5 Years and 37 Nervous Breakdowns Later. . .

I have graduated from college. Granted, I won't be able to pick up my diploma until I have paid quite a few dollars to both the library and the health center; however, I am standing on the breathe-easy end of an arduous college career, and life is looking pretty damn good. And to think, I almost transferred/dropped out after my first semester, which had a little bit to do with French IV and living in the dorms, and a lot to do with the terror that was Acting I.

Having grown up a bit, I now realize how formative and useful that class was, but at the time, I wanted to die every time I walked down the hill from my dorm to Murphy for Acting. I had never quite felt like such a waste of space as when I did scenes for that class. Yet nostalgia kicks in, as it has a tendency to do, and now I remember even the worst moments of this class with some amount of fondness. One memory now stands out as particularly funny/awkward: I had been paired with Andrew for the first time (we did two scenes together in that class, admittedly an oversight made by the teacher, but one that I think helped to foster our eventual friendship), and we made plans to meet on a Sunday morning to rehearse the pecan scene from Crimes of the Heart. That Saturday night, however, I spent with Adam, drinking a concoction of frozen orange juice concentrate and vanilla vodka that Adam had dubbed the "Get a Girl Drunk." It lived up to its name, I slept curled in a little ball on Adam's bed, and when I awoke the next morning in pools of my own sweat (not vomit, thank God), I had only moments to spare before I had to meet Andrew on Memorial Hill. I arrived, a vision in Hangover, hiding behind sunglasses, contacts gooey and fighting to hold their grip on my eyeballs. And there was Andrew, waiting for me on a bench: fresh, morning-faced, clearly showered, and obviously arrived directly from church.
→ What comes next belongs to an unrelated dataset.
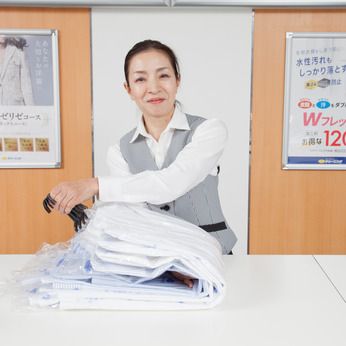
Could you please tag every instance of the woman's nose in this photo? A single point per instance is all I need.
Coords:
(153, 85)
As we rehearsed in the sun, I did my damnedest to stay far enough away from him that he wouldn't be overpowered by my morning breath or boozy sweat, and became increasingly wary of just how lovely and pristine he seemed. He seemed equally wary of me, clearly for different reasons. Who would have guessed that he would end up being one of my very best friends from college? Well, as of that Sunday, definitely not me. Fate, though, had her way with us, and threw us together again and again until we had no choice but to get each other's backs.

Anyhow. College was hard. I learned an incredible amount of both useful and useless things, due in part to a few stellar teachers, and even more so to a bunch of amazing collegues. I know a lot more about the world, and have developed my artistic whatnot. You know, all those things you're supposed to do as student. We'll see how much my education has prepared me for life-from-now-on. Regardless, I powered through some rooooouuuugh patches, enjoyed a lot of people, places, and things, and couldn't ask for much more than what I got.
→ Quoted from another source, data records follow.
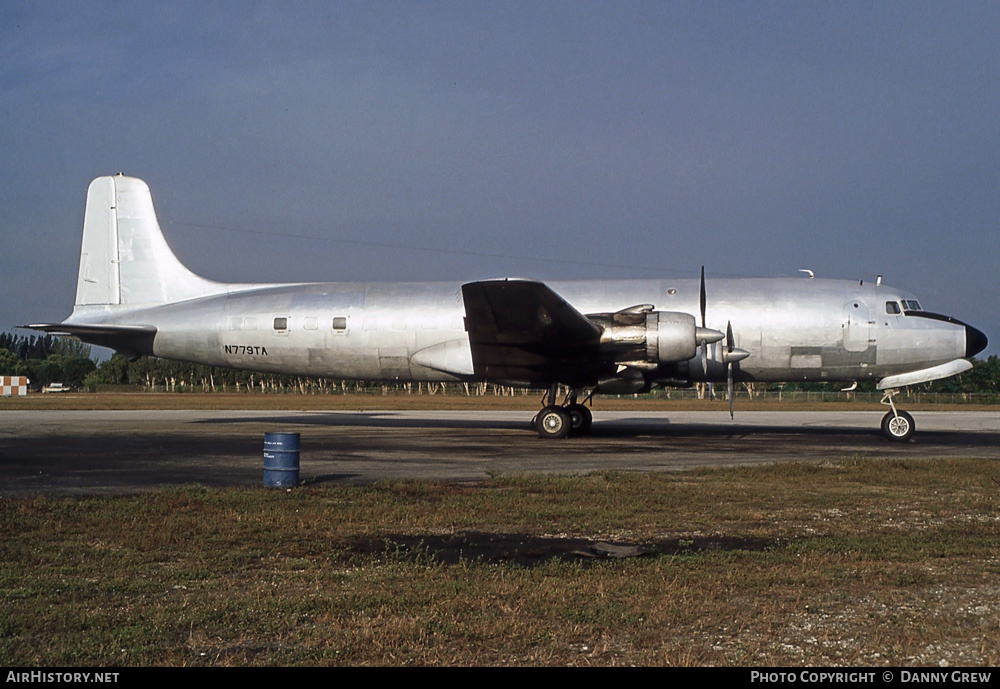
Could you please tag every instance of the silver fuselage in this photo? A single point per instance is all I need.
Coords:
(795, 329)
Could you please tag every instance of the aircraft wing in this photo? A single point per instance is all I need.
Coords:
(522, 331)
(131, 340)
Last night my cousin Jordan and I had a graduation party at my aunt's house. The weather was perfect, the food delicious, the guests congratulatory and overwhelmingly attractive (my relatives kept asking me if I had any friends that weren't gorgeous. I didn't do it on purpose, but truly, I have a rash of extremely beautiful friends.) I wore a pretty party dress and had the pleasure of flitting from one guest to another as if I was the host without having to do any of the pre-party dirty work. I ate quiche and drank beer and opened presents (lots of great cards, wine, chocolate, bubble bath, tea, a journal, cookies, and thanks to the kindness and generosity of my lovely family, my very own G4, on which I currently type. I'm not bragging, I'm just very excited). All I had to do was make it through five years at the University. Yeah, that. Okay, okay, I'm clearly proud of myself. Deal with it.

Today I sang songs out in the backyard with my father and had a bittersweet last meal with Lalalalaura before we head our separate ways for awhile. However, I gathered from the tone of last night's party and today's activities that while the daily routine is about to drastically change, my life-in-general is headed somewhere pretty awesome. So, I'm gonna keep on keepin' on, and I'll see what happens.